A key reason why Shoesmith was in such a strong legal position was due to the sheer trigger happy conduct of Ed Balls, who effectively removed her from her role at Haringey without warning, flouting the most basic legal procedures. The first she heard of her sacking was on seeing TV coverage of Mr Balls’s press conference! Balls [up] also ignored the fact that Shoesmith was by no means solely responsible for the death of baby Peter, which illustrates an unwillingness to learn the facts.

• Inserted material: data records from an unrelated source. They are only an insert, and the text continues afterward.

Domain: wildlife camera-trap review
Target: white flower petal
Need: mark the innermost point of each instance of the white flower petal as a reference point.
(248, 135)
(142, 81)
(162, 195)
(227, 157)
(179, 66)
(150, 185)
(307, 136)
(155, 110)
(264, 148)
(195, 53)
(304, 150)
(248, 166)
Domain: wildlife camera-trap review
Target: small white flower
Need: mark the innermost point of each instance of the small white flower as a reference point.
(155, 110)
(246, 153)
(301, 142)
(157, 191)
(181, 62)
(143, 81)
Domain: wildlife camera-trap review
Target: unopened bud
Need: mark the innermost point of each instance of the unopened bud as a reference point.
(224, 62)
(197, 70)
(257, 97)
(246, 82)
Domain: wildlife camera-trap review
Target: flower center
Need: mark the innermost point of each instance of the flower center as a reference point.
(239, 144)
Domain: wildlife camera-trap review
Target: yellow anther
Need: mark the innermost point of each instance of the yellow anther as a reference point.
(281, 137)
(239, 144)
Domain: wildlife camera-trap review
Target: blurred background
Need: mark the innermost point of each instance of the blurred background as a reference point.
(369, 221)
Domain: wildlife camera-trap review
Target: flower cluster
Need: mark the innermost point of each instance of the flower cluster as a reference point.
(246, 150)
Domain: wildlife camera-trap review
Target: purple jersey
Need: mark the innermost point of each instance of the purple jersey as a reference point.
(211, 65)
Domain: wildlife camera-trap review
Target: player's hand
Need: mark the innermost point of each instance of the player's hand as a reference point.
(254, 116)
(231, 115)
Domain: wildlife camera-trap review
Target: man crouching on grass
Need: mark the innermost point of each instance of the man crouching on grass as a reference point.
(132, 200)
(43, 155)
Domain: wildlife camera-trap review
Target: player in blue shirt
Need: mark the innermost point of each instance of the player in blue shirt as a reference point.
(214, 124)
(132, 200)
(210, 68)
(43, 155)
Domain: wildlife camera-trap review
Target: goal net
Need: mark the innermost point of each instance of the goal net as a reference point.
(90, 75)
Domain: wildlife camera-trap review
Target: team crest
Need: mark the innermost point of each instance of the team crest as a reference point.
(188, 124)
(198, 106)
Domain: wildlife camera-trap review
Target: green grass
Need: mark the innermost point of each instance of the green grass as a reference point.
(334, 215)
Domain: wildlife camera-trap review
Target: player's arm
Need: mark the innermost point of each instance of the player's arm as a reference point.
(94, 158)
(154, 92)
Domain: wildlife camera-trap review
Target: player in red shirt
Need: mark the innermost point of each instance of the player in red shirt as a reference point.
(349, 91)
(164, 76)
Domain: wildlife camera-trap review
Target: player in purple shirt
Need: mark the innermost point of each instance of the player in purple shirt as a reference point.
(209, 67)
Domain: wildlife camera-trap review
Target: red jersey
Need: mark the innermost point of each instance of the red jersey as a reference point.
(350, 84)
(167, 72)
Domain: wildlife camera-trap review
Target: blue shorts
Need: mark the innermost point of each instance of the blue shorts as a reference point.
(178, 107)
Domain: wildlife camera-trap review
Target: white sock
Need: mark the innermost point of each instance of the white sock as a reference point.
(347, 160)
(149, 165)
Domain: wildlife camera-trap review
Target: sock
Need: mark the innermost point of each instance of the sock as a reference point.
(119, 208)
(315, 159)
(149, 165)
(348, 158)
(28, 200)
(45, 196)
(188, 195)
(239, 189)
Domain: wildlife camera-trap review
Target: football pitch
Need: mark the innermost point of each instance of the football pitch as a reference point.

Unsurprisingly, Shoesmith complained about the lack of procedures used in removing her from office. Haringey subsequently summarily terminated her from her contract of employment with them because Mr Balls had removed her from her office. The Council accorded Shoesmith no proper or adequate procedure to allow her to put forward her case, which goes against the most basic tenets of natural justice, however extreme the circumstances of the case employers are dealing with.
Whatever motivated Mr Balls to take the decision he did, he failed crucially to afford Sharon Shoesmith the opportunity to respond to the case against her. That was fundamental and unforgiveable.
Therefore, as in McLoughlin, Shoesmith was entitled to recover arrears of salary and pension contributions until she resigned or her tenure of office lawfully came to an end.
Given these ramifications, it somewhat perplexed two of the Court of Appeal Judges why Haringey Council did not protect its position by serving a contractual notice terminating Ms Shoesmith’s contract of employment. They could have done so “without prejudice” to their contention that it was entitled to dismiss her summarily. It did not do so.
Nobody in a position of authority has suggested Southern Health should have dismissed Percy summarily. The proper course of action was to act in a manner consistent with employment law:
- Suspend her on full pay on publication of the Mazars Review. It appears that this is acceptable for whistle-blowers such as Dr Kim Holt but not for failed NHS leaders.
- To prevent a Court subsequently finding her dismissal ‘void’, serve a contractual notice terminating her contract of employment, “without prejudice” to the outcome of the disciplinary process.
- Commission a full investigation into her conduct.
- Hold a disciplinary hearing, giving her the chance to defend herself.
- Throughout, act in a manner consistent with employment law to ensure that a Court could not find her entitled to recover arrears of salary and payment of pension contributions until she resigned or her tenure of office lawfully came to an end.
However, even if Jeremy Hunt had been so reckless as to ‘do a Balls up’; the Trust had not served a ‘without prejudice’ contractual notice; and Percy had issued legal proceedings, it is impossible to imagine her receiving more than Shoesmith’s award.
Surely Mr Smart, Southern Health’s friends solicitors, Capsticks would have done better than that anyway.
At the time of the Shoesmith settlement, it was said of Mr Balls-up:
“It is not great to know that someone does not care too much if he saddles the tax payer with more than £600k of damages to an employee.”
It is not great to know either that another fully paid-up member of the Labour Party (Tim Smart) does not care if he saddles the taxpayer with an ongoing remuneration package of over £240,000 per annum for a “Bad Manager.”
It the long run, Percy’s dismissal (even if messed up as seriously as Shoesmith’s) would have cost taxpayers only the equivalent of four years’ remuneration. Now the NHS is potentially stuck with those annual payments for much longer.